On Instagram, you can collaborate not only with influencers but with other startups like yours. Just find a startup with a related product. For instance, you’re a B2C startup developing IT solutions for downloading posts from Instagram. Your potential collab may include brands and content creators like music bands, photographers, film making studios, fitness studios who upload their workouts on the platform, etc. The doors are open. 

Step 4. Use safe tools for automation. 

Manual Instagram promotion may be challenging, so sometimes it’s easier to use automatic tools for your profile growth. Actions like follow, likes, and comments are time-consuming when you perform them manually, so with third-party tools like Combin, it’s more accessible. Search for relevant users, interact with them within the app, and analyze your profile engagement. 

Step 5. Analyze your actions.

Marketing without analysis is not marketing.

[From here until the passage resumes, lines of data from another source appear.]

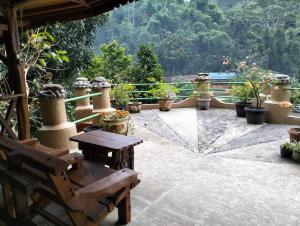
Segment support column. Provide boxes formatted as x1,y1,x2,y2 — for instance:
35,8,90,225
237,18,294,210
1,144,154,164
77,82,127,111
92,77,115,125
4,7,30,140
263,75,291,123
38,84,78,149
74,77,93,119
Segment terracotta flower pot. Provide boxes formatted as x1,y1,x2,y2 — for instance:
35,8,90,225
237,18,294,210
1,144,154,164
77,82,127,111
245,107,267,125
280,148,293,158
288,128,300,142
293,152,300,162
128,102,142,113
102,117,129,135
235,102,252,117
159,99,173,111
197,98,211,110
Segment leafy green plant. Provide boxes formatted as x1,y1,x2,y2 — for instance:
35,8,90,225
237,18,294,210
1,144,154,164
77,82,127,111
149,83,178,100
293,142,300,154
280,142,300,152
83,40,132,83
230,81,254,103
242,66,267,108
111,83,134,107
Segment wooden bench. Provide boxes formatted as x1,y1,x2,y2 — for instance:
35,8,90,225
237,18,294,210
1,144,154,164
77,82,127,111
0,137,138,226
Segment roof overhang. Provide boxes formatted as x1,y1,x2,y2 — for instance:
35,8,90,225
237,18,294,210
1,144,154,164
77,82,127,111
0,0,134,33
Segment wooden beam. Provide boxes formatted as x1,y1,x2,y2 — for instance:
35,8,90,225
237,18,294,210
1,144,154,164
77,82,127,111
0,53,8,65
23,2,82,19
4,7,30,140
0,23,8,31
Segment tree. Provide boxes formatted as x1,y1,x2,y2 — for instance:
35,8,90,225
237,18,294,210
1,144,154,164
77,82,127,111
135,45,164,83
84,41,132,83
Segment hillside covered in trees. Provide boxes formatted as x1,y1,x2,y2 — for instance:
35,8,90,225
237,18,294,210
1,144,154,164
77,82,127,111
94,0,300,78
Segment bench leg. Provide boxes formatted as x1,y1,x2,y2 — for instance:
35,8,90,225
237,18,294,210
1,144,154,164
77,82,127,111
118,192,131,224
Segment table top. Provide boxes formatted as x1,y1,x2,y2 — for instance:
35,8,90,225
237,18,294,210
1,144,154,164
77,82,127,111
70,130,143,151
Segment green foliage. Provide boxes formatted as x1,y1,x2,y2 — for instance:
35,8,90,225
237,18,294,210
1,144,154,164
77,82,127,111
149,83,178,100
242,67,267,108
230,82,254,103
135,45,164,83
95,0,232,74
280,142,294,152
96,0,300,78
111,83,134,107
293,142,300,154
47,14,108,83
84,41,132,83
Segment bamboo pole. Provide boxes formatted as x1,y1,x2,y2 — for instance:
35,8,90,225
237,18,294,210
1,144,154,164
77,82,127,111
5,7,30,140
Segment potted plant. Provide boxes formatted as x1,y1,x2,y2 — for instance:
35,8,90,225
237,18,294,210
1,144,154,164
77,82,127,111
101,110,129,135
280,142,294,158
150,83,178,111
288,128,300,142
111,83,133,110
128,101,142,113
244,68,267,125
293,142,300,162
128,87,142,113
230,82,253,117
193,73,212,110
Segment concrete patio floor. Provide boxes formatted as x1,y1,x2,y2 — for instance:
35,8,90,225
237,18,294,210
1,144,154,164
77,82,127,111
105,109,300,226
31,108,300,226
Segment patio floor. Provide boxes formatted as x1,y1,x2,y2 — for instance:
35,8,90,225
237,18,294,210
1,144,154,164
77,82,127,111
34,108,300,226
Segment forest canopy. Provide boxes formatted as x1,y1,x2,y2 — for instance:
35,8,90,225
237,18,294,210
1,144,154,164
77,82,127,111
94,0,300,78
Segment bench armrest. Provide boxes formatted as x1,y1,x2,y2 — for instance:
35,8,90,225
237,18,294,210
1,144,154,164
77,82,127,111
75,169,138,199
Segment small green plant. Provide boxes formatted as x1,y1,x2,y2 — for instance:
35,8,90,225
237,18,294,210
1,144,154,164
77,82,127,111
243,67,267,108
230,81,254,103
292,142,300,154
280,142,294,152
149,83,178,100
111,83,134,107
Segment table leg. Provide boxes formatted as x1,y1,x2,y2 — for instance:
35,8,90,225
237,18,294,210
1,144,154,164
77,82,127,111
127,146,134,170
111,151,126,170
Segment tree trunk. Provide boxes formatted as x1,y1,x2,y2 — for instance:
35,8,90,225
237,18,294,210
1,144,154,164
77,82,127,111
5,7,30,140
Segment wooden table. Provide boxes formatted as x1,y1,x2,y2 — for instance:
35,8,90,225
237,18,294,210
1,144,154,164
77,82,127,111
0,94,24,140
70,130,143,170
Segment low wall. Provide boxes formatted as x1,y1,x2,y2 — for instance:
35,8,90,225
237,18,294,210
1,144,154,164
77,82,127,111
142,97,235,110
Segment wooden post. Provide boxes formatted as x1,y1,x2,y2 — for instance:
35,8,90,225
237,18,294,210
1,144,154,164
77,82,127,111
5,7,30,140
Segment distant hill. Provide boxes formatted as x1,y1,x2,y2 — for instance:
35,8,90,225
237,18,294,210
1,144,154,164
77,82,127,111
95,0,300,78
217,0,245,8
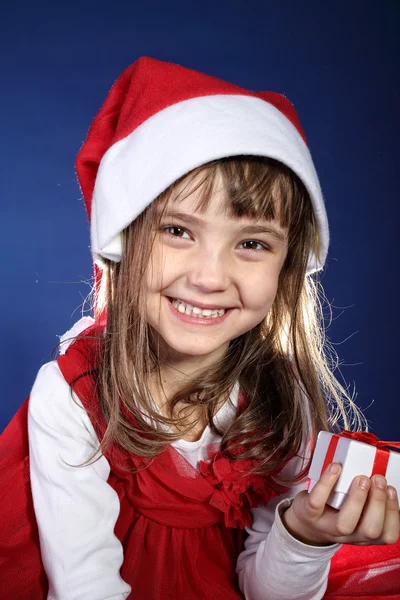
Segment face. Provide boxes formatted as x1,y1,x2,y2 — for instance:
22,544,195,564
146,173,288,365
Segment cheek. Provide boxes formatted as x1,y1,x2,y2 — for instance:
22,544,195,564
241,274,279,312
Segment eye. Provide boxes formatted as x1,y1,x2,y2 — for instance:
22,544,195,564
162,225,190,239
239,240,269,252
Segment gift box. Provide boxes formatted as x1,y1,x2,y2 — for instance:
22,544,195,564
308,431,400,509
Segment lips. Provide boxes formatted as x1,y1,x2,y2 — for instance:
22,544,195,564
171,298,225,319
168,298,232,325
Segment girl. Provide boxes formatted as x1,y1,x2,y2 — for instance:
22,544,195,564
2,58,399,600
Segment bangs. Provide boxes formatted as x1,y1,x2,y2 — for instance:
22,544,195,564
154,156,316,251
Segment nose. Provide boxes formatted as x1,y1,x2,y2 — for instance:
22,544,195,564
188,247,230,293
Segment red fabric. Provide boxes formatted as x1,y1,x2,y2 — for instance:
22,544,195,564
58,330,282,600
0,399,48,600
0,330,400,600
76,57,306,219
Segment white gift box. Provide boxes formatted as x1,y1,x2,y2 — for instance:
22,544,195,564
308,431,400,508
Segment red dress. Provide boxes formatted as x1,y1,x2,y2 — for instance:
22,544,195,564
0,330,400,600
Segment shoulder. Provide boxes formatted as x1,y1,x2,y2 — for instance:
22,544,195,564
28,361,96,443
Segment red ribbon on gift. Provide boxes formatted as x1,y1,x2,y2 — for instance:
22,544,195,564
321,430,400,477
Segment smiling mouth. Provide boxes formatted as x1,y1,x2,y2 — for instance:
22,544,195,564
169,298,226,319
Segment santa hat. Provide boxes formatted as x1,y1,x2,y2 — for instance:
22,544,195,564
76,57,329,273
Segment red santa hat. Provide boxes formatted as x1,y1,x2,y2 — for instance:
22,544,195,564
76,57,329,273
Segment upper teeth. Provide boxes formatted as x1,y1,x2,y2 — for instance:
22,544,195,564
172,300,225,319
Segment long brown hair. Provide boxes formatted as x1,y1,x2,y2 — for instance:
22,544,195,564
90,156,360,477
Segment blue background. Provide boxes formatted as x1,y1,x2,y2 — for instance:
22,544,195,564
0,0,400,439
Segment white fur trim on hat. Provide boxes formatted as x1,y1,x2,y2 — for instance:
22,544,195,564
91,94,329,273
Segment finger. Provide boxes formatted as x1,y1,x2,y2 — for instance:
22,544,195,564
358,475,388,542
381,485,400,544
336,475,372,536
308,463,342,517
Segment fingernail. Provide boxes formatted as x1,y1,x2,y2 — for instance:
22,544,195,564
375,475,386,490
358,477,370,490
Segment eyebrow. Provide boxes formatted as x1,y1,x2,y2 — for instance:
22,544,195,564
157,211,287,242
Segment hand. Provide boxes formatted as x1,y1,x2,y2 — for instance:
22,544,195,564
282,463,400,546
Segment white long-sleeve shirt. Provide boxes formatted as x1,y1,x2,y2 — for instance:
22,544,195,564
28,340,339,600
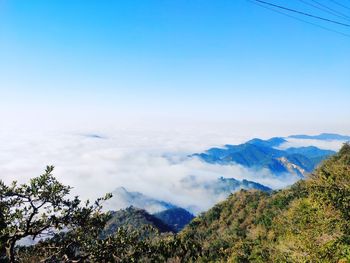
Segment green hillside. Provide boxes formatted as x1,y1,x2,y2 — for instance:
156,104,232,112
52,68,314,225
181,145,350,262
0,144,350,263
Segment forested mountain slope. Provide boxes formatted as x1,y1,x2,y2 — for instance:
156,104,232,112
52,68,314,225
181,144,350,262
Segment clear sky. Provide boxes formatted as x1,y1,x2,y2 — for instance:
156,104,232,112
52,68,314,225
0,0,350,133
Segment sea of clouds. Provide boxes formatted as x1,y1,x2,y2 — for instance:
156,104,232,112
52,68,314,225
0,130,341,214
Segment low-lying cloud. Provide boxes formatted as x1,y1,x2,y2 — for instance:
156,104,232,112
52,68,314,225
0,131,322,214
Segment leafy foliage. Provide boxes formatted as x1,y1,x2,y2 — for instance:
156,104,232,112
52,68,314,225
181,144,350,262
0,144,350,263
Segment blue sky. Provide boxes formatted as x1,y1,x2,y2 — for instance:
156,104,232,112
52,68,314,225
0,0,350,133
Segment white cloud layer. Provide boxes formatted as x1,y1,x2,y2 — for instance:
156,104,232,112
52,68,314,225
0,130,342,214
0,131,300,213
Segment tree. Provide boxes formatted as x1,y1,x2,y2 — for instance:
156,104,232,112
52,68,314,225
0,166,111,262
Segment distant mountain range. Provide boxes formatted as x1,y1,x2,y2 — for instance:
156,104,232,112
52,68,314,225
288,133,350,141
153,207,194,232
191,134,340,178
180,176,272,196
102,206,176,237
104,187,176,214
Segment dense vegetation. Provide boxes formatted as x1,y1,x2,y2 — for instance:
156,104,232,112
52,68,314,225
0,144,350,262
181,145,350,262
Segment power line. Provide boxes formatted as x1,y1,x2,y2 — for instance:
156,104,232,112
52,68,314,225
299,0,350,19
329,0,350,10
247,0,350,38
311,0,350,19
252,0,350,27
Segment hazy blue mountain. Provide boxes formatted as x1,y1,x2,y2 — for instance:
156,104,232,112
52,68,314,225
289,133,350,141
247,137,287,147
102,207,176,237
181,176,271,196
104,187,176,213
192,137,335,177
153,207,194,232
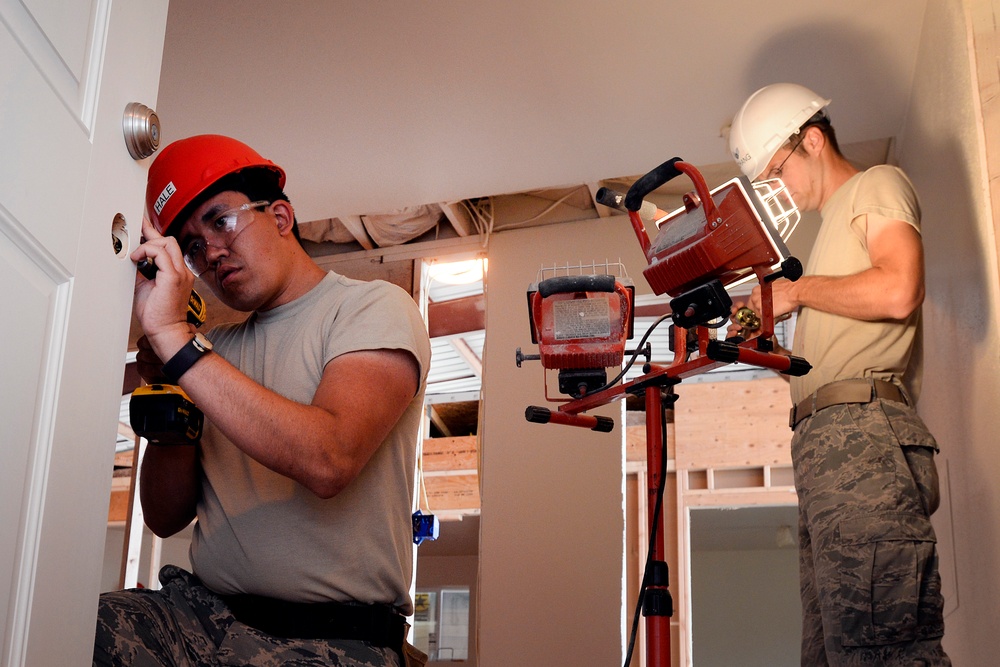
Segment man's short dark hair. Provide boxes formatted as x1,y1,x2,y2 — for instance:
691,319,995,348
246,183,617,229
172,168,302,244
788,111,844,157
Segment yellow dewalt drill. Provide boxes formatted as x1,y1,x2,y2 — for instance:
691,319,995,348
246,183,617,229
129,259,206,445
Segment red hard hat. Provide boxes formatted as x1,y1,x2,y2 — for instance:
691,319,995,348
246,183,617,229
146,134,285,234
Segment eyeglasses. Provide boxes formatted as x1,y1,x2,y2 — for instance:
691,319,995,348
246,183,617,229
767,132,806,178
181,200,271,276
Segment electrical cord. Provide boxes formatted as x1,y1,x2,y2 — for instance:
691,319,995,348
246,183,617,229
590,313,670,394
624,408,667,667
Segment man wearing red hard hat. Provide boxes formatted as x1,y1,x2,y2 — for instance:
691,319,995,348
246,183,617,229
94,135,430,665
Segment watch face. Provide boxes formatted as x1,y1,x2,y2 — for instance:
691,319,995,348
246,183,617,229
191,333,212,352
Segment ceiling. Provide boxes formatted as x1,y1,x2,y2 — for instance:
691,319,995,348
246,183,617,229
123,0,926,552
156,0,925,228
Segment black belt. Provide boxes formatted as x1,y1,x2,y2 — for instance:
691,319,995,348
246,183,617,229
219,595,406,652
788,378,909,430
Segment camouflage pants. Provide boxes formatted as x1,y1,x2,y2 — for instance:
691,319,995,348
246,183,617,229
94,565,399,667
792,400,951,667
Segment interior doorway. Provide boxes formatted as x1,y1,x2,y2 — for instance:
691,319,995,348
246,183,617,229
690,505,802,667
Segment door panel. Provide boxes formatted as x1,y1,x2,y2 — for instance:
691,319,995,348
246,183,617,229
0,0,167,665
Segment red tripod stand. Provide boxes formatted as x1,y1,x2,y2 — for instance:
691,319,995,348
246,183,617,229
516,158,810,667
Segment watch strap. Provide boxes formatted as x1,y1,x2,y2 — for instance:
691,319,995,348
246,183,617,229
163,334,212,384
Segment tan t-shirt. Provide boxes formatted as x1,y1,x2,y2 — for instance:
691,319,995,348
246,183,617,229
791,165,920,404
191,272,430,614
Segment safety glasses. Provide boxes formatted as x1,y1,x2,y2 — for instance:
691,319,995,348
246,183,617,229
181,200,271,276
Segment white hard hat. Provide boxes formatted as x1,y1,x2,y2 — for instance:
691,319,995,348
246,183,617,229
729,83,830,179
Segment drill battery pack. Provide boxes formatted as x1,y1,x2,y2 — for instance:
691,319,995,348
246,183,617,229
129,384,205,445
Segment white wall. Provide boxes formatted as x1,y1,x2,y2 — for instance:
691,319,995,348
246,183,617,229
479,217,648,667
417,556,479,667
900,0,1000,665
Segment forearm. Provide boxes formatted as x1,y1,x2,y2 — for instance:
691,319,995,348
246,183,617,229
789,268,924,321
175,354,382,497
139,445,201,537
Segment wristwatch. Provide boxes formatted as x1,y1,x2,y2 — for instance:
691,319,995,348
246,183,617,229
163,333,212,384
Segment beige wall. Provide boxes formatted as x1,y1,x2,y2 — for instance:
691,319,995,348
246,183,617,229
899,0,1000,665
479,217,655,667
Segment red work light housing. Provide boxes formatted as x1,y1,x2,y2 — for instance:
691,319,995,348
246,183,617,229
520,264,635,397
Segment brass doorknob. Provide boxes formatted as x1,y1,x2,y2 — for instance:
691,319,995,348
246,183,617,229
122,102,160,160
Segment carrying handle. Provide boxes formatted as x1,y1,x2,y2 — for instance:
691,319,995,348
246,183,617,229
625,157,722,252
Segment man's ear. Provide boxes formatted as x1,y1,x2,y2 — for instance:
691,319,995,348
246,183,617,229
271,199,295,236
802,125,826,155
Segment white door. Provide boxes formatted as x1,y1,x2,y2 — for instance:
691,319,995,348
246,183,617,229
0,0,167,666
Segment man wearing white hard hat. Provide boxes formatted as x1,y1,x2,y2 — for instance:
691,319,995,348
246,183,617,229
729,83,951,667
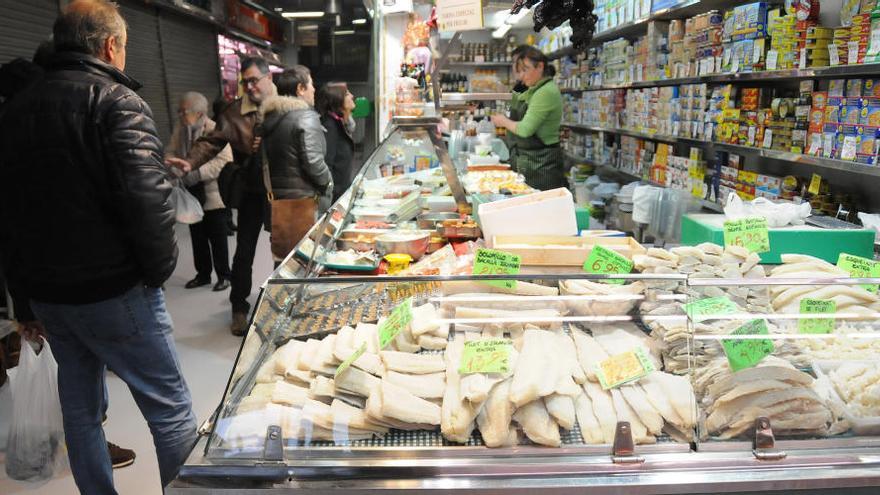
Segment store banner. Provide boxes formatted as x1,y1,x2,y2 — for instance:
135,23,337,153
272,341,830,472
437,0,483,32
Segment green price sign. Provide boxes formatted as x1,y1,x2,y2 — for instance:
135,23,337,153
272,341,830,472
458,339,513,375
798,299,837,333
724,217,770,253
721,319,776,371
473,248,521,289
684,297,739,323
584,246,633,284
837,253,880,293
379,297,412,349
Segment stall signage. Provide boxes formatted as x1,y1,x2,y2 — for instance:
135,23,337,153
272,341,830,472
379,297,412,349
721,319,776,371
798,299,837,333
584,245,633,284
724,217,770,253
596,347,656,390
684,297,739,323
473,248,522,289
458,339,513,375
837,253,880,293
333,343,367,376
437,0,483,32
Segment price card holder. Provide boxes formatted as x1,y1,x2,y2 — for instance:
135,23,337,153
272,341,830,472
721,319,776,372
798,299,837,333
724,217,770,253
584,245,633,284
379,297,412,349
473,248,521,289
596,347,655,390
683,297,739,323
458,339,513,375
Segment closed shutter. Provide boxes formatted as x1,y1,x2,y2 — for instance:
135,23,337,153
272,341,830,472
0,0,58,64
119,1,172,143
159,11,220,115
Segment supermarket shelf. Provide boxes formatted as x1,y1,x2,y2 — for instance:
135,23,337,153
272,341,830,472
562,123,880,177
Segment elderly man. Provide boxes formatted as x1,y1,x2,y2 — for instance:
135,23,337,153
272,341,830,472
165,91,232,292
167,58,277,336
0,0,196,494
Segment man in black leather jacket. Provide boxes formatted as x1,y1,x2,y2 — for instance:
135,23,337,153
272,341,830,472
0,0,196,493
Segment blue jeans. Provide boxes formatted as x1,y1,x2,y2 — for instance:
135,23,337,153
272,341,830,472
31,286,196,495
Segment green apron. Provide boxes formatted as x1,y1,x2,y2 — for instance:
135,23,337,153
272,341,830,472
507,79,568,191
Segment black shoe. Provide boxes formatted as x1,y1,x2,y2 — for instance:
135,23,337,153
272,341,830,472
107,442,137,469
184,275,211,289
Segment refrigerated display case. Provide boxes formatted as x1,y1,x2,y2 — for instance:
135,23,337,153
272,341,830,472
168,260,880,494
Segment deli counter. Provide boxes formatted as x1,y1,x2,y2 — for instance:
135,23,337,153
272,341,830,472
167,119,880,494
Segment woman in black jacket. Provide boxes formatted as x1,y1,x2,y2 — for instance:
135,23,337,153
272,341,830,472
315,82,354,202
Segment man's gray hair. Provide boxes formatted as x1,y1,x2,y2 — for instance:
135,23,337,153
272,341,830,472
180,91,208,115
52,0,126,57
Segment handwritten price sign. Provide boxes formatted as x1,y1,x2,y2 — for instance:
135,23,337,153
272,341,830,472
379,297,412,349
458,339,513,375
721,319,776,371
724,217,770,253
584,246,633,284
474,249,521,289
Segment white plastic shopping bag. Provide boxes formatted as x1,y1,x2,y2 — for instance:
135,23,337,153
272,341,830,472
6,340,67,481
169,182,205,224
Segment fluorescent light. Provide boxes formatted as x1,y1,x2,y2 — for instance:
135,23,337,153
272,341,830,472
281,11,324,19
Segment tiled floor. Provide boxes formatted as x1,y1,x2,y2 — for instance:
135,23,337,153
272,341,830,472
0,225,272,495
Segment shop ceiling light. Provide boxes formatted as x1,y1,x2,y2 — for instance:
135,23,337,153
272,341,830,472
281,11,324,19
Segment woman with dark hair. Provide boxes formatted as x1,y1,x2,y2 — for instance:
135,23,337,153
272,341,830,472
492,46,566,191
260,65,333,262
315,82,354,202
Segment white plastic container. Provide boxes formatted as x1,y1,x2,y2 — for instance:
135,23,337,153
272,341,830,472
477,187,578,247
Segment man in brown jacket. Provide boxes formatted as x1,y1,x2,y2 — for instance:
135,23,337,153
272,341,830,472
167,58,276,336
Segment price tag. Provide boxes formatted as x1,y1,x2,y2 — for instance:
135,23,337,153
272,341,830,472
724,217,770,253
333,344,367,376
458,339,513,375
846,41,859,65
584,246,633,284
807,174,822,195
379,297,412,349
761,129,773,148
596,347,655,390
767,50,779,70
798,299,837,333
837,253,880,293
828,44,840,67
683,297,739,323
473,248,521,289
721,319,776,371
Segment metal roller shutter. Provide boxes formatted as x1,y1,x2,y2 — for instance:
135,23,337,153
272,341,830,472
119,1,172,143
0,0,58,64
159,11,220,115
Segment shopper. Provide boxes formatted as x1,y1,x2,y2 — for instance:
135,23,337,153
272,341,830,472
165,92,232,292
315,82,355,202
167,58,276,336
492,47,566,191
0,0,196,494
260,65,333,262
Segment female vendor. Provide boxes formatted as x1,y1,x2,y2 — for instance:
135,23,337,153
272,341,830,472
492,46,567,191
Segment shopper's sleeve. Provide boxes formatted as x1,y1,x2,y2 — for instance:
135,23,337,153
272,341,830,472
515,85,561,138
103,87,177,287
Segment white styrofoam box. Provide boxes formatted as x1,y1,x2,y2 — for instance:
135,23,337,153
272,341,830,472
477,187,578,247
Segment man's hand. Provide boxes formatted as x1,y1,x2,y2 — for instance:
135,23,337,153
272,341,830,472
165,158,192,172
16,320,46,342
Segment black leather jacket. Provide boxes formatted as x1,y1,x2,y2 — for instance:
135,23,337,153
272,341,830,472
0,52,177,304
260,96,333,200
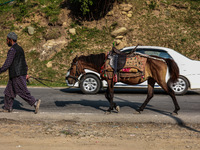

Use Instagram native stats or use Combin to track your progress and correct your strategy if needed. 

Things you should avoid in your promotion strategy

Bots. 

Bot comments, likes, and followers will kill your engagement rate and the whole Instagram statistics. Don’t buy bots if you want people to buy your products.

Spam.

Don’t spam with comments under other people’s posts. You will look obtrusive and annoying. The same principle is with your own Stories and posts – don’t post too often. When a brand or regular user posts too many Stories, others just skip them, so up to ten stories, a day will do. Speaking of feed posts, one post a day is fine, no need to make two or three days. 

Same hashtags.

Don’t use the same pack of hashtags under each post of yours. This is considered as spam by Instagram, and you risk getting shadowbanned. Mix different hashtags, create your brand tags and use real-time ones that are on top now. And don’t forget to check if the hashtags are not hidden or banned by Instagram. You can simply google which hashtags Instagram doesn’t like. 

Full automation.

Automation tools are great assistants, but if you use them unwisely all the time for any action, Instagram will easily detect it and suspend your account. 

Lots of giveaways.

The audience that is attracted to free giveaways is typically not relevant. These people will disappear as soon as the giveaway is over.